Like all bibliographic software, EN is a great time-saver. I can’t imagine writing a long document like a book without being able to amass citations and references as the work proceeds.

I know a lot of people do somehow get along without a scholarly labour saving assistance, but really – why? Is it the initial time you have to spend settling EN into your writing stuff/time/space that puts you off? You know all that time you non EN lovers spend post-draft doing the references? It quickly adds up to more than you’d spend if you established an ongoing, working EN library. It’s time well spent I can assure you –  it’s great finishing writing a draft, knowing that you’re done with the referencing at the same time.

I actually hate having to do without EN. Very occasionally I have to write something for a publication which has a style so peculiar EN struggles. It’s then I realise how much I depend on EN. My process of writing and EN have become entangled. I like the way EN’s small window sits alongside my docs on screen. EN is constant, always there. I can search EN at any time I choose and material is simply waiting for me to call it up.

I am seriously accustomed to working together with EN on a text. And not just to do the drafting and revising. Sometimes I use EN to mass a set of notes which I can massage into an outline. Mostly EN and I proceed together at the same pace through writing but occasionally, I let EN have little rests, and we then do a retro-reference job.

And EN has changed over the years. Like me, they’ve got better at academic writing. Once a pretty simple data base – best thought of as electronic library cards – EN, like its companions, is now meshed into the web and multiple libraries and platforms. EN stores PDFs if you want it to, can talk with other people’s EN libraries, has multiple styles and can even make new bespoke styles with you.

Hang on, any bibliographic software can do this, I hear you say. Well yes. That’s true.

But EN and I have shared history. Twenty years’ worth of reading for writing is accumulated in my EN’s files. I can’t possibly remember all of this. But EN does. I do have to help EN with memory work by making sure that I enter all of the appropriate notes and key words. But once primed, EN is almost infallibly reliable. Together, we have a prodigious grasp of over nine thousand books, papers and newspaper clips.

EN and I know each other’s eccentricities and needs. EN knows that I often require work on very long book texts and they are up for the challenge. And I found out early on that if I didn’t enter book and paper titles in lower case, and use surname, Christian name format for authors, then EN would sometimes struggle to produce orderly references.

But very occasionally EN deserts me.
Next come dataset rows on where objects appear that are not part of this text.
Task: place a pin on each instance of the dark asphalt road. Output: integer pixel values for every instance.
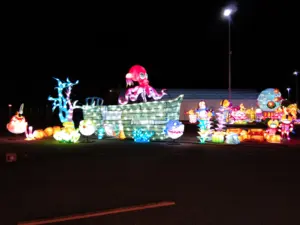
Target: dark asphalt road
(210, 184)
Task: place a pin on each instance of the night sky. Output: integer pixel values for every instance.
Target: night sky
(181, 46)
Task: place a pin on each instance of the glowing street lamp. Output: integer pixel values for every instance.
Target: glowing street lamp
(227, 13)
(9, 110)
(288, 89)
(296, 73)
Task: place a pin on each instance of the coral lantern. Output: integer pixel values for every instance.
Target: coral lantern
(17, 124)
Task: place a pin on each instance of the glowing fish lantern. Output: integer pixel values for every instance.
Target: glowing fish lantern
(29, 134)
(17, 124)
(174, 129)
(232, 138)
(142, 136)
(218, 137)
(87, 127)
(68, 134)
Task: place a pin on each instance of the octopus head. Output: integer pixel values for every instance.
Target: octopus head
(136, 73)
Well this usually isn’t EN’s fault, to be fair. There was a time not too long ago when word processing updates got way ahead of EN and I could no longer cite and reference. Forced to choose between writing with EN or not, I uninstalled the new wordprocess software. New wordprocess or EN? It wasn’t a choice.
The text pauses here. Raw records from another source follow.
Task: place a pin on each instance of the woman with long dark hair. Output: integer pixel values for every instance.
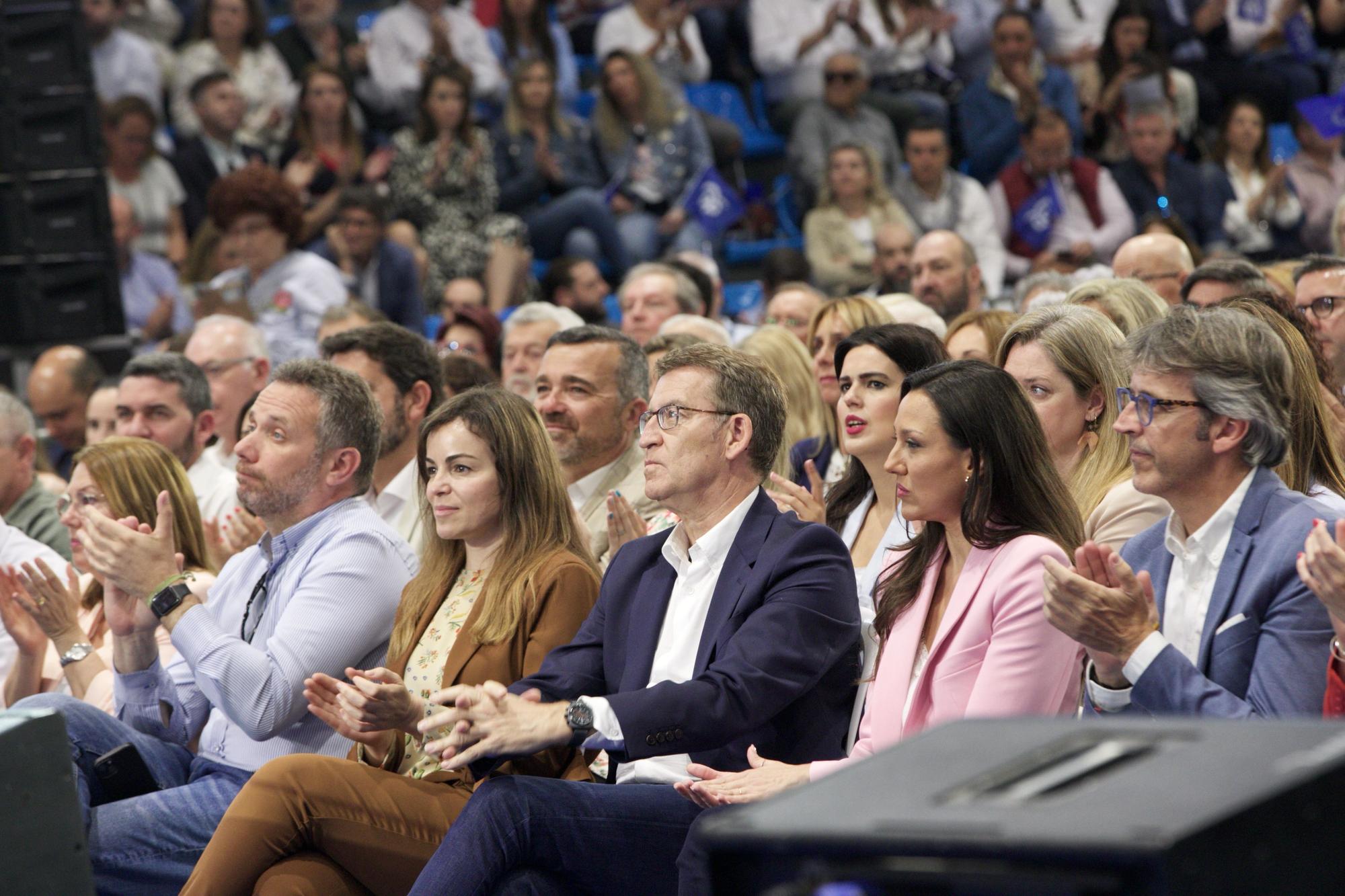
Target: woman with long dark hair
(508, 579)
(863, 507)
(443, 182)
(960, 608)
And just the other day when I migrated data from my desktop to a brand new laptop, EN decided not to move into the new environment. I panicked. Where would I be without EN? What use was this expensive new laptop without EN? The whole point of getting new gear was so that I could write anywhere, anytime, and for that I needed EN. I soon realised I was at fault not EN. I needed to do a total migration of data in order to get EN on board with me. Once I’d done that, we were reconciled.

I know other people have other bibliographic software loves and fancies and that’s well and good. To each their own.  EN is my choice of co-writer. You see, EN and I just suit each other. There may well be better, faster and smarter models on the market now, although I have yet to be entirely convinced of this, no matter what you say.

EN and I are one. Divided we are weak. Together we are powerful. It will take quite a bit to make me forget twenty years together.